When our CFO announced Chris' death at the morning staff meeting on the 28th I was stunned.  I sent a message to our teams to let them know, and to implore them to seek help if ever they found themselves feeling like they had no other choice.  I also pulled up his online obituary and saw with dismay photos of him with his young daughter, whom the article described as "the love of his life."  Our lives were to draw, uncannily, closer still:  On the night of December 5th, Sarah mentioned that at Girls on the Run that day, they had made cards for their teammate Abby, whose dad had died recently.  On a hunch I pulled up a picture of Chris and his daughter from  the obituary.  Is this your friend Abby, I asked Sarah?  It was.

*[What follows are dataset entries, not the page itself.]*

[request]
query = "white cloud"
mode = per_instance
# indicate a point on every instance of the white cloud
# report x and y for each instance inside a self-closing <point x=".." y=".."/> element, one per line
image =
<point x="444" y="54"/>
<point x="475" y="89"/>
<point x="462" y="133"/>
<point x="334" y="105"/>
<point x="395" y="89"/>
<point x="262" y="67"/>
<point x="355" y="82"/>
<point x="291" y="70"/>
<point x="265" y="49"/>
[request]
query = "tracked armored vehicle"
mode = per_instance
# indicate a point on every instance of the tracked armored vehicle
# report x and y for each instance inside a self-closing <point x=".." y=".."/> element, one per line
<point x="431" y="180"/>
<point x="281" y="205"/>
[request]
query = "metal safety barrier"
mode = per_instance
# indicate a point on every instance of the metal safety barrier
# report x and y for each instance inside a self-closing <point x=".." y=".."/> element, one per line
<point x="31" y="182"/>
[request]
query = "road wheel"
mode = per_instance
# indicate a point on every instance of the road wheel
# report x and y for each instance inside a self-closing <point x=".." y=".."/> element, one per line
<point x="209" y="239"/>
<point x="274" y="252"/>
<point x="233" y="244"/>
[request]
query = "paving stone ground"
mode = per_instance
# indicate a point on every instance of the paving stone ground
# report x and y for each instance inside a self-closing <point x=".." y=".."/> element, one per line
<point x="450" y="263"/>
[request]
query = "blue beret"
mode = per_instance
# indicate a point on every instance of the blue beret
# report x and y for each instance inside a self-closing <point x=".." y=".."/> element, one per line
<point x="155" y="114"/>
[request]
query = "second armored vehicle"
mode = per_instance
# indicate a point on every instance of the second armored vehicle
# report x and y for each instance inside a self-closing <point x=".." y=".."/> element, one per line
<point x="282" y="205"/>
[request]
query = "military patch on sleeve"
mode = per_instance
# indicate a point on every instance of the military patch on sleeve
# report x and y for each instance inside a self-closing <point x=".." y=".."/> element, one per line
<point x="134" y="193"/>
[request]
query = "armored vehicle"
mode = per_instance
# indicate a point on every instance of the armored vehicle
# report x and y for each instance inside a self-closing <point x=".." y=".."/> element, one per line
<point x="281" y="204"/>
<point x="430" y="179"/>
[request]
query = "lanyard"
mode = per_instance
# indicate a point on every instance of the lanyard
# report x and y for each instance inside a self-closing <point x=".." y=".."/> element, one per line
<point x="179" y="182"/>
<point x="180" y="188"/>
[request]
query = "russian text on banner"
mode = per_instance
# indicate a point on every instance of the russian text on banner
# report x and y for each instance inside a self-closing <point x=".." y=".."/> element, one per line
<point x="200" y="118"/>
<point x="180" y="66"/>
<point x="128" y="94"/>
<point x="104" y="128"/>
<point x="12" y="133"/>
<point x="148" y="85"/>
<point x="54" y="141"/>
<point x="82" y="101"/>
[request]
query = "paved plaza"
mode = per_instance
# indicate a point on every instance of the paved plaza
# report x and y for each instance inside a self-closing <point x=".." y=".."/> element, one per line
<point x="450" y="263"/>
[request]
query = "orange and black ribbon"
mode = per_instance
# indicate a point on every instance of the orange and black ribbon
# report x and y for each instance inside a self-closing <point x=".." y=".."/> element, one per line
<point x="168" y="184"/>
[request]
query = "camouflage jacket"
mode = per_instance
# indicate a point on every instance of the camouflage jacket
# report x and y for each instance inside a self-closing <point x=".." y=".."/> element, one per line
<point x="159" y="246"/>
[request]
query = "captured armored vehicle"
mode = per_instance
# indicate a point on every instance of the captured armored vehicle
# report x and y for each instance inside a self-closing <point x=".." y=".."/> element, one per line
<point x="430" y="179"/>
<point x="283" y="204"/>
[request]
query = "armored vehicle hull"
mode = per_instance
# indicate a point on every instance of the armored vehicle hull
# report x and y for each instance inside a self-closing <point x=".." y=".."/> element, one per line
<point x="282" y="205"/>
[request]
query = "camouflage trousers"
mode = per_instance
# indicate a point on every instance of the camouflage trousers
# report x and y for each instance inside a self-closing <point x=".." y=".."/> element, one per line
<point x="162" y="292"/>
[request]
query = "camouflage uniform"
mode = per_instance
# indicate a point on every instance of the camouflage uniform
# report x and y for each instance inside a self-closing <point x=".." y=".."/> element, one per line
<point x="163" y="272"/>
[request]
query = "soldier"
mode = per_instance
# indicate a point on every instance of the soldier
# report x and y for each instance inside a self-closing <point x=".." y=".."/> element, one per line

I have a difficult time explaining why the suicide of someone I'd met only once should affect me so.  Actuarially speaking, the law of probability says that of the thousands of people I've met once in my life before, some proportion of them did as well; I just don't know it.  Why this one?  Why Chris?

Perhaps it's the similarities in working for DOJ; perhaps it's the similarities of lives in Fairfax Station and all that comes with it; perhaps it's because our daughters are on the same cross country team; perhaps it's as simple as our ages, our similar senses of humor.  Perhaps, in the stresses he described, it's all too similar to ones I've had.  And perhaps it's just the uncertainty of not understanding Why, and how he could come to make this choice knowing what it would do to Abby.

And so maybe the question isn't so much Why Chris, but, if I see such similarities between us...why not me?  Am I somehow vulnerable too, to that evil whisper of complete and utter despair, and just don't know it?

Of course not.  At least I don't believe so.  But sometimes it's the utterly axis-shaking act of a suicide of an acquaintance, that can induce such introspection.  And at the very least, it brings us to a stop, and to breathe the ancient prayer, Requiem in pacem; pie Jesu Domine, dona eis requiem, et lux perpetua luceat eis.

May you have the peace you apparently couldn't find with us, Chris.

And God bless you and keep you, Abby.